Dear Dr. Starr,
I have read your paper “Chromosome Fusion: Chance or Design?” . I think I found an evidence for your assume.
We have found an ancestry of robertsonian translocation in our clinical work (figure 1). Ⅳ1 is the proband. He asked for our help because his son (who has been dead) was a sick of cerebral palsy(1,2). We testified(3) that his karyotype (figure 2) is 44,XY,der(14;15)(q10;q10),der(14;15)(q10;q10). We call this karyotype “diplorobertsonian translocation”. His wife’s karyotype is normal. We found out that his parents(Ⅲ1 and Ⅲ2) are near relatives after asking the family history. His father’s karyotype is 45,XY,der(14;15)(q10;q10), and his mother’s karyotype is 45,XX,der(14;15)(q10;q10). For Ⅳ1, we consider that he is a new kind of human being because of these two points: The first reason is that he looses the genetic material of 4 short arms of chromosome (2 short arms of 14th chromosome and 2 short arms of 15th chromosome) and 2 kinetochores. The second reason is that he can steadily produce sperm which contain 22 chromosomes(The test show that the amount and energy of his sperm is normal). If he marry to a women whose karyotype is 44,XX,der(14;15)(q10;q10),der(14;15)(q10;q10), they can produce the offspring that all have 44 chromosomes.
Because Ⅳ1 looses the genetic material of 4 chromosome galianconisms and 2 kinetochores, and the two derivative chromosomes of him root in one ancestor, the gene of these two derivative chromosomes have the high homozygosity, he is a perfect gene knock-out model for the research of the gene in galianconisms and kinetochores of 14th, 15th chromosome.
It is well known that human being came from anthropoid. The number of anthropoid’s chromosome is 48, if we splice 2nd and 12th chromosome of anthropoid together, it is similar to 2nd chromosome of human being. With a view to this ancestry, we adventurous assume that chromosome translocation (especially robertsonian translocation) provide the material for evolvement.
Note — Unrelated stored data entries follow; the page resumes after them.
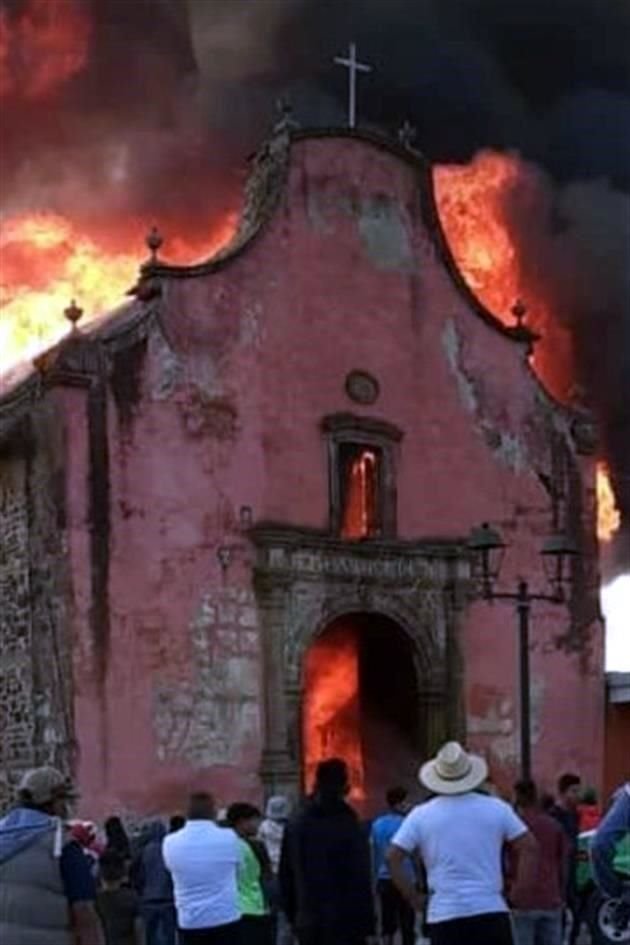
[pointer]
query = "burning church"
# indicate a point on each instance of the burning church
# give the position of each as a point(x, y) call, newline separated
point(235, 510)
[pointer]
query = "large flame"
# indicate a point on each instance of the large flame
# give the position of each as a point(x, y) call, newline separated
point(331, 706)
point(47, 261)
point(41, 47)
point(608, 515)
point(484, 207)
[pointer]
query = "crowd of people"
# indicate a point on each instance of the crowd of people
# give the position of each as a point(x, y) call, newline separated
point(465, 865)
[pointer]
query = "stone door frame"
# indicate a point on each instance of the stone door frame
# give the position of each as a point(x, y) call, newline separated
point(305, 579)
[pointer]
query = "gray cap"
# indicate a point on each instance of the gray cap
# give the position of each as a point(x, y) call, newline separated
point(43, 785)
point(278, 807)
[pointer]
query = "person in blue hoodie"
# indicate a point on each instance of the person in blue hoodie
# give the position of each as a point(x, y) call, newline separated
point(154, 884)
point(614, 828)
point(47, 891)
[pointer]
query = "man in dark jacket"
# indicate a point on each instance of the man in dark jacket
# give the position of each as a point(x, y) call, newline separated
point(155, 886)
point(324, 874)
point(47, 891)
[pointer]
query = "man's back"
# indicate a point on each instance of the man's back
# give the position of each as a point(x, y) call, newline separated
point(460, 839)
point(548, 891)
point(202, 859)
point(325, 870)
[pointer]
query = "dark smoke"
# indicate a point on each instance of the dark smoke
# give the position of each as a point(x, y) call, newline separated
point(175, 94)
point(547, 78)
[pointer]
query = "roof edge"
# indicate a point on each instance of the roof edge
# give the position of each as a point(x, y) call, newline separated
point(266, 184)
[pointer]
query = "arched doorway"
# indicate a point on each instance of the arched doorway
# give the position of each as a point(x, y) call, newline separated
point(361, 702)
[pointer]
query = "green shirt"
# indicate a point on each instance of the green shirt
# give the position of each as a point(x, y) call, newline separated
point(250, 895)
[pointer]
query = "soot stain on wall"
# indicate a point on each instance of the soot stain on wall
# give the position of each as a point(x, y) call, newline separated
point(99, 523)
point(126, 380)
Figure 1: the ancestry of robertsonian translocation

Thanks again. wait your e-mail!

Wow that is very cool and probably more appropriately commented on at our other blog. Basically you have an example of a human with 22 chromosomes that could successfully have children with another human with the same 22 chromosomes. For example, if he had a sister with a similar chromosome pattern, their kids would found a group of humans that could not interbreed with the other humans. I'll definitely email you to see the results! Maybe I could even blog about it.

Can the guy with 22 chromosomes have children with a 23 chromosome woman? If so the guy with 22 chromosomes(lets call him guy22) has lots of children then some of them will have the 22 and some 23 chromosomes. Lets say after a long while there is a small population(or big) of 22 chromosome people. If at any time from the beginning of the guy22, any two 22 chromosome people mate then we get someone who wont be able to mate with people23(23 chromosomes) but will be able to mate with another 22?
Why is that guy so special? As I understood the fused chromosome wont on its own stop anybody from reproducing? I read form some other forum that there are some butterflies that have big chromosomal difference in the same spices and still mate and have fertile offspring. Im sorry if my question is hard to understand- I have poor explaining skills:P
Just to repeat- guy 22 can have children with woman23? guy22 and sister 22 have a child22 and he/she wont be able to mate with person 23? Why?
Thank you for your time.

The guy with the 22 chromosome pairs asked for chromosome examination due to his wife produced a cerebral palsy child, but the child had been died at that time. we presume the karyotype of the child is 45, XY, der (14; 15) (q10; q10), and we do not know why his wife produced a cerebral palsy child.
I want to report this family on a research journal.